Get_url with wildcards


I have problems downloading a file from a https repository.
What is the best way to download a file where I don’t know the full file name?

Using wildcards * or regex ([.*]) in the url of the get_url module does not work.
I can get the entire html of the url with the uri module, but then I would need a way to parse all that html to get a list of files.
And then I would need to build a logic that selects the correct file.

The repository does not have an API. It is just a httpd repository.

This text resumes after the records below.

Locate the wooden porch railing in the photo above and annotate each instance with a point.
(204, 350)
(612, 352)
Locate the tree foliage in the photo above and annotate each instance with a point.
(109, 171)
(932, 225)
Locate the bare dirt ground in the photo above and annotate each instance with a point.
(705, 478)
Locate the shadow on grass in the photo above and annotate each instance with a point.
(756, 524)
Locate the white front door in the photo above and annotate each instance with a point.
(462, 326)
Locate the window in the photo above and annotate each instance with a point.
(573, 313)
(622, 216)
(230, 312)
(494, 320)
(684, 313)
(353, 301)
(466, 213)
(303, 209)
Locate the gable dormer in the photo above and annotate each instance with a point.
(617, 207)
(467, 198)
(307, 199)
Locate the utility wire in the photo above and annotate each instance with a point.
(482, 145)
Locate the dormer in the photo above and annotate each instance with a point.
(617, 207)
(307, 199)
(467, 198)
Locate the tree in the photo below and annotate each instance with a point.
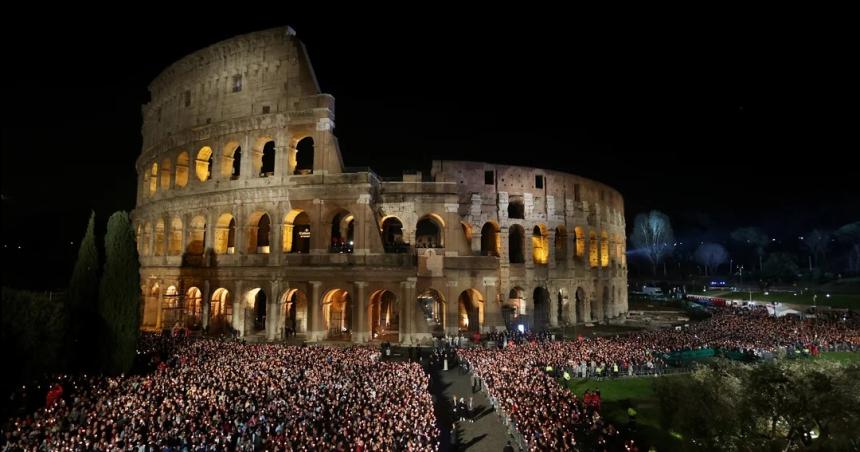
(119, 295)
(818, 241)
(82, 302)
(710, 256)
(850, 235)
(754, 238)
(652, 232)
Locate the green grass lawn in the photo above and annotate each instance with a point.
(619, 394)
(835, 300)
(843, 357)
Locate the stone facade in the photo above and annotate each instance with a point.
(246, 218)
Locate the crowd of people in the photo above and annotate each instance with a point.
(224, 395)
(548, 416)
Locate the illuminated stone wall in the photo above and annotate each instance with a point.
(226, 215)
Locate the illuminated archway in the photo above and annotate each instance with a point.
(336, 314)
(470, 310)
(383, 314)
(297, 232)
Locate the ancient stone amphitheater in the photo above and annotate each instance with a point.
(248, 221)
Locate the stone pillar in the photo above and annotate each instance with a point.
(452, 317)
(360, 329)
(315, 330)
(272, 311)
(206, 304)
(238, 320)
(409, 315)
(160, 312)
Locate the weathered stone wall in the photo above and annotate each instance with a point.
(201, 227)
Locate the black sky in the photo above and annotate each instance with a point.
(719, 124)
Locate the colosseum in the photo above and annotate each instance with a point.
(248, 221)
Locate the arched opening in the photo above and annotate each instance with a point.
(542, 308)
(580, 305)
(193, 308)
(431, 304)
(540, 248)
(607, 303)
(174, 243)
(297, 232)
(490, 239)
(225, 234)
(342, 232)
(392, 236)
(259, 229)
(514, 307)
(171, 311)
(153, 178)
(336, 314)
(516, 208)
(182, 169)
(560, 244)
(383, 313)
(257, 310)
(305, 156)
(580, 242)
(428, 232)
(159, 238)
(516, 239)
(204, 164)
(604, 249)
(166, 169)
(470, 310)
(267, 167)
(220, 311)
(563, 308)
(295, 309)
(196, 236)
(147, 240)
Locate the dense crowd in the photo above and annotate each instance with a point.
(224, 395)
(549, 417)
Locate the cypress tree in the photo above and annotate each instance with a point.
(119, 295)
(82, 302)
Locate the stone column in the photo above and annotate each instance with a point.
(238, 320)
(316, 332)
(206, 304)
(360, 329)
(272, 311)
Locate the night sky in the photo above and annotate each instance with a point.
(719, 126)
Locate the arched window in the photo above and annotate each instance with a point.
(165, 174)
(204, 164)
(516, 240)
(258, 233)
(580, 242)
(182, 169)
(297, 232)
(516, 208)
(560, 244)
(540, 250)
(225, 234)
(392, 236)
(428, 232)
(342, 233)
(153, 178)
(305, 156)
(174, 244)
(159, 238)
(490, 239)
(268, 163)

How do you approach such a situation?

This is what I tried:

    - name: get_url module
        url: "https://my-domain.tld/mydir/*.md5"
        dest: .
        validate_certs: false


1 Like

Unfortunately, the get_url module is not going to work this way. You will have to do the discovery of the full URLs yourself first, then loop over the discovered URLs.


That’s simply not how HTTP is designed to work, regardless of what method you’re using for retrieval. You have to know the full location of the resource you’re requesting.


I guess you are correct.

I used a workaround and parsed the html of the repository with curl and bash commands to get the file names. Maybe if the repository had an API there would be a more straightforward way.

as long as you’re aware of how incredibly brittle and likely to break, that can be … if the repo software changes the way it presents their HTML, you might be up all night trying to figure out why your playbooks broke.

This topic was automatically closed 30 days after the last reply. New replies are no longer allowed.